Let us arrange N rows of them. Thus a rectangle is formed with dimensions: 6 M cm X 8 N cm. These dimensions are in the ratio 5 : 3 or 3 : 5.
case 1: 6 M : 8 N = 5 : 3
M / N = 5/3 * 8/6 = 20/9
9 M = 20 N
As M and N are integers, the minimum values for which the above equation is satisfied, is : N = 9 and M = 20.
the total number of small rectangles = M * N = 180
case 2: 6 M : 8 N = 3 : 5
M / N = 24/30 = 4/5
So for minimum integer values of M and N, M = 4 and N = 5.

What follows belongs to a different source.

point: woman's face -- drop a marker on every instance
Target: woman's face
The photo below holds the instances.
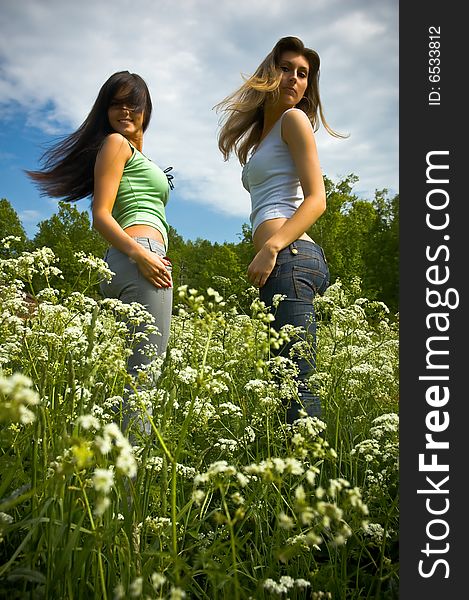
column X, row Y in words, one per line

the total number of small rectangles = 4 * 5 = 20.
====
Instead of arranging the small rectangles all in the same manner, let us put them such that m of them are facing with 6 cm towards us, and n of them are facing us with 8 cm. So total width of this row is : 6 m + 8n cm.
Let us arrange p rectangles with 6 cm and q rectangles with 8 cm facing the other dimension of the large rectangle. So the other dimension of the big rectangle is: 6 p + 8 q cm.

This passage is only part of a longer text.